Throughout the spring of 2019, the Moon administration began hinting that it might withdraw from the General Security of Military Information Agreement (GSOMIA) that Seoul had signed with Tokyo in 2016, and in the wake of a major corruption scandal engulfing its nominee for Justice Minister, the South pulled out of the arrangement. Shortly thereafter, the ROK announced it would conduct its largest-ever military exercises around Dokdo (a set of islands also claimed by Japan, which refers to them as Takeshima).

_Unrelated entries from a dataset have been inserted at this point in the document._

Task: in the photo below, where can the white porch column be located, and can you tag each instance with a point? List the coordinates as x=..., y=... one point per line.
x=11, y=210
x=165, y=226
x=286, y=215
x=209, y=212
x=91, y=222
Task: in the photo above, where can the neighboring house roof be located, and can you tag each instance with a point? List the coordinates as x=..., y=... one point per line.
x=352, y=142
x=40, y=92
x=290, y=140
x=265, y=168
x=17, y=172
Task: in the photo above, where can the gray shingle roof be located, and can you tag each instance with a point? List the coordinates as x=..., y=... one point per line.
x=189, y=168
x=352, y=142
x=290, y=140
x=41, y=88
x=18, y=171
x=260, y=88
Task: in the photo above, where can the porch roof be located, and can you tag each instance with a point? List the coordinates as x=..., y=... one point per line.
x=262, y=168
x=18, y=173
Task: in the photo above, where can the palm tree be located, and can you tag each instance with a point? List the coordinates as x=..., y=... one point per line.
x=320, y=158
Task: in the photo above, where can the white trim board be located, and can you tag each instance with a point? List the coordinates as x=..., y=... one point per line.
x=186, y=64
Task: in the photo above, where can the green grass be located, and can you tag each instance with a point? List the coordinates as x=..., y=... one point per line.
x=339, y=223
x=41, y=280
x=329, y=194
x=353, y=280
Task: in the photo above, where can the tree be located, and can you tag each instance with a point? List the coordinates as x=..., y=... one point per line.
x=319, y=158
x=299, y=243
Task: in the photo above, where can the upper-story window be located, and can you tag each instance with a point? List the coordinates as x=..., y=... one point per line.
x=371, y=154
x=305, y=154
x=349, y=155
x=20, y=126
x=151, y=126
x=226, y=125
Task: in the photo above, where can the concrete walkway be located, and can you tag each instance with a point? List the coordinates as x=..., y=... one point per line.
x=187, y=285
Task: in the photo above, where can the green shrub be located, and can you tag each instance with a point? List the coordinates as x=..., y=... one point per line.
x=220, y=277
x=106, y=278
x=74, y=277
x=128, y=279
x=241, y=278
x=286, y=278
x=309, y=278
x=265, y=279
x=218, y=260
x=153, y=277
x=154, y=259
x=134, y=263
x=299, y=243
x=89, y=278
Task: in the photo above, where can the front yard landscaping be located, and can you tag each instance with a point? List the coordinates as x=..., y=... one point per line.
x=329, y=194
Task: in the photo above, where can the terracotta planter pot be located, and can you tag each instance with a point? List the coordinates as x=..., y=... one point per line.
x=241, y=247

Throughout this period of spiraling negative events, U.S. efforts to urge restraint and bring the allies together have largely taken place behind closed doors by competent but insufficiently authoritative officials. By late August 2019, this had led to a situation that threatened to undercut overall U.S. strategy. Following the South Korean withdrawal from GSOMIA, U.S. officials began speaking out more forthrightly and at a much higher level. Assistant Secretary of Defense for Indo-Pacific Security Affairs Randall Schriver, for example, clarified on August 28, that the U.S. was "not forewarned" that the Moon administration was going to withdraw from GSOMIA. Secretary of Defense Mark Esper and Chairman of the Joint Chiefs of Staff Gen. Joseph Dunford expressed their "disappointment" at the Moon administration’s decision, as did Secretary of State Mike Pompeo, while State Department spokeswoman Morgan Ortagus Tweeted that the Moon administration’s action will "make defending #Korea more complicated and increase risk to U.S. forces." Yet to date, the most consequential figure in the U.S. government, President Trump, has declined to insert himself publicly into the issue, commenting that "it’s like a full-time job getting involved between Japan and South Korea" before adding that "if they need me, I’m there."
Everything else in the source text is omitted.